O Salvator Mundi, atribuído a Leonardo da Vinci, completou 20 anos desde sua descoberta, mas não é visto publicamente desde sua venda em 2017 por 450 milhões de dólares, tornando-se a pintura mais cara da história. A autenticidade da obra continua a ser debatida.
Após a venda, surgiram especulações sobre seu paradeiro. O comprador, o príncipe saudita Mohammed bin Salman, pode tê-la levado para um novo museu na Arábia Saudita ou mantê-la em seu iate, o Serene. O quadro esteve no Louvre para estudos, mas não foi exibido, gerando dúvidas sobre sua atribuição.
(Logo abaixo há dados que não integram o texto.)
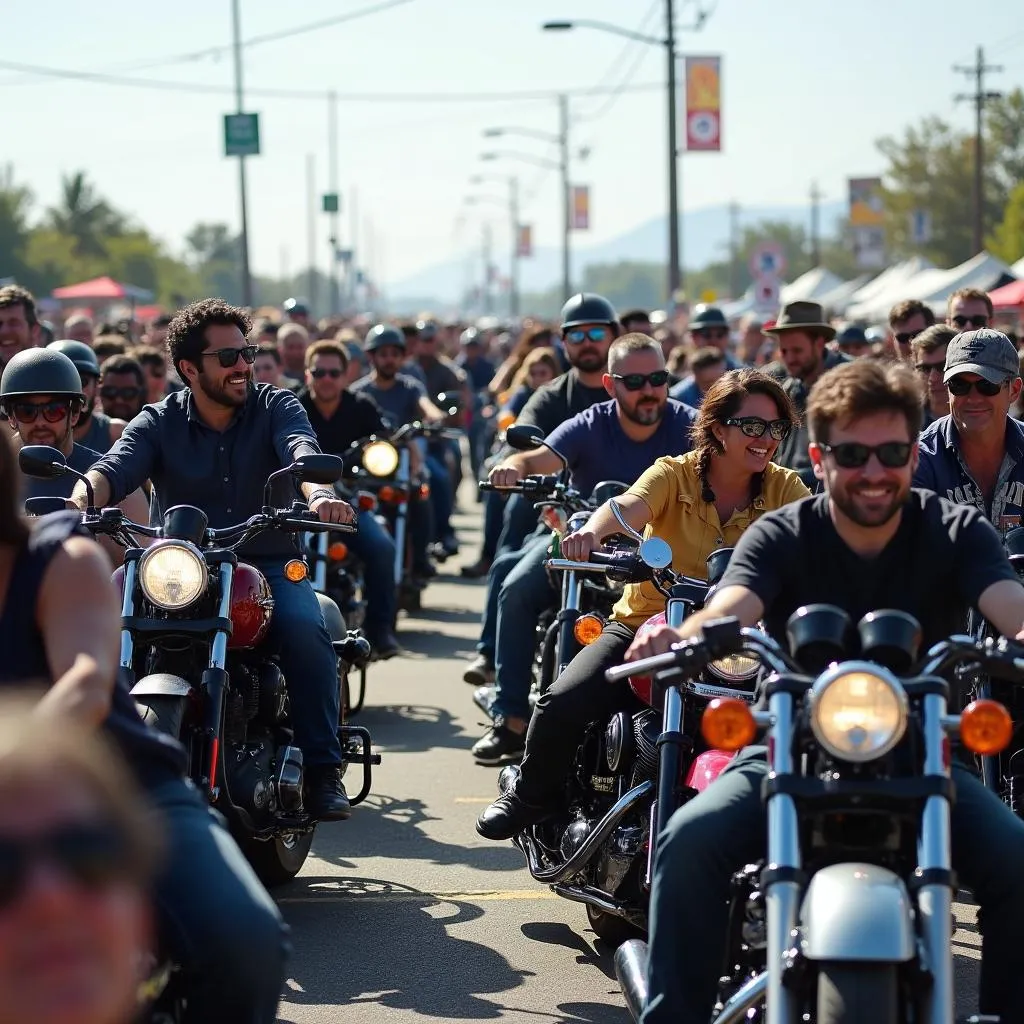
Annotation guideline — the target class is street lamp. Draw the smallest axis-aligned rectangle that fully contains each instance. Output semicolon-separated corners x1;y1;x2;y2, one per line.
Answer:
544;7;683;301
Robert Simon, um dos descobridores da obra, afirma que o catálogo preparado para a exposição no Louvre confirma a atribuição a da Vinci. No entanto, questões políticas podem ter influenciado a decisão de não exibir a pintura ao lado da Mona Lisa. O acadêmico Bernard Haykel sugere que a obra pode ser parte da estratégia cultural saudita, conhecida como Visão Saudita 2030.
A história do Salvator Mundi é marcada por transações complexas. Inicialmente vendido por cerca de 10 mil dólares em uma casa de leilões em Nova Orleans, a pintura passou por várias mãos até chegar ao oligarca russo Dmitry Rybolovlev, que a adquiriu por 127,5 milhões de dólares. A obra foi então leiloada com uma intensa campanha publicitária, resultando em sua venda recorde.
Desde então, o Salvator Mundi permanece em um mistério, com teorias sobre seu destino variando entre museus e coleções privadas. A obra, que representa um marco no mercado de arte, continua a gerar interesse e especulação.